Introduction To Deep Learning 🤖— Chapter 2

satyabrata pal

Published in

ML and Automation

10 min readOct 10, 2020

Building A Deep Learning Project From Idea To Production

About The Work Related To This Course

This work is based on the draft of the fastbook -Deep Learning for Coders with fastai and PyTorch and fastai course-v4

👉Read chapter 1 here.

📜Unwritten Rules Of The Practice Of Deep Learning

There are some unwritten rules of the practice of deep-learning. These rules are important as it will guide you to design good systems to solve your problems. So, it becomes important that we understand what these rules are so that we can design good deep learning systems.

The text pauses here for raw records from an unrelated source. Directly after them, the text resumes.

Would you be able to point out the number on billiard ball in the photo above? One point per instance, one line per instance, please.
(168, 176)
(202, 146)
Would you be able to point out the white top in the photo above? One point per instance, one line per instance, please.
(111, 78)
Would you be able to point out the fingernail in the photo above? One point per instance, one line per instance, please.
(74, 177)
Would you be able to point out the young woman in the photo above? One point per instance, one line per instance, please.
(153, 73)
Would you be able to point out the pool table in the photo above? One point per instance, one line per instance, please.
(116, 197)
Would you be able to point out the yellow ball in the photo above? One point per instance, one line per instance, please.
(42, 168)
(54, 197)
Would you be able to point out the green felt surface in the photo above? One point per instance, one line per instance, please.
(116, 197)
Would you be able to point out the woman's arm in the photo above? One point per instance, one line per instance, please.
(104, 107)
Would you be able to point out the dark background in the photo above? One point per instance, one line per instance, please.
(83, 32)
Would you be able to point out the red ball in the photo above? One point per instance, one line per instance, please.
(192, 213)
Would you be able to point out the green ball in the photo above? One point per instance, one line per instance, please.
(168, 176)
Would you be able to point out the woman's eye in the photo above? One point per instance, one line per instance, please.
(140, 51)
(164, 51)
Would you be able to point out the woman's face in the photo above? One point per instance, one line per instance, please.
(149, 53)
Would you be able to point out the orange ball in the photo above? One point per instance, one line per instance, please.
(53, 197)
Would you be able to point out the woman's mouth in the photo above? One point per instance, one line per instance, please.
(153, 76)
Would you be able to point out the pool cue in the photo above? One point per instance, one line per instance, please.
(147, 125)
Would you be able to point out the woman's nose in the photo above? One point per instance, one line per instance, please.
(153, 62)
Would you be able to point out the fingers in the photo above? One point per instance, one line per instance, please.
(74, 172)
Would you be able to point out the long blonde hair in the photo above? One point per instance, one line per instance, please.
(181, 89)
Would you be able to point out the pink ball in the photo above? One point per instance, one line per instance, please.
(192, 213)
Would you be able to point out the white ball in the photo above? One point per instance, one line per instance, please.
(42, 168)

👉Never Underestimate the constraints and Overestimate the capabilities of Deep Learning -
Whatever concepts, code, techniques you learn here would work out-of-the-box for many problems but it doesn’t mean that you can get away with the same techniques everywhere.

👉Never Overestimate the constraints and Underestimate the capabilities of Deep Learning —
If you overestimate the constraints like data availability, problem statement etc. then you may end up not applying deep learning to your problem. The key is to try it out.

👉Always Keep An Open Mind —
Keeping an open mind helps you to explore new areas in your problem statement where you can apply deep learning. Now, this might be a tiny part of the problem but if you can identify such an area then it makes it possible to design a process where you can use less data and less complex model than expected to solve that part of the problem.

How To Start Your Project, What To Start & How To Get Data

We are getting close to our first example but before jumping into the code let us try to spare some time to think how to find projects to work on.

I hear these a lot.
👉“Which project to find so that I can practice machine learning”.
👉 “My project/product doesn’t have the scope to implement machine learning”.
👉 “I have an idea to implement Machine learning in my product/work but I don’t have much data available”.

This is what stops many of us to actually implement our knowledge to real world problems. The problems that we are facing at our work, life or in our hobbies.

Many of us wait for the perfect problem statement to come up in our product or the perfect data to be made available to us and we waste months to start implementing machine learning on those problems.

The truth is we have to find our own projects and problems on which we can work on. We need to gather our own data even if it’s less optimal than expected.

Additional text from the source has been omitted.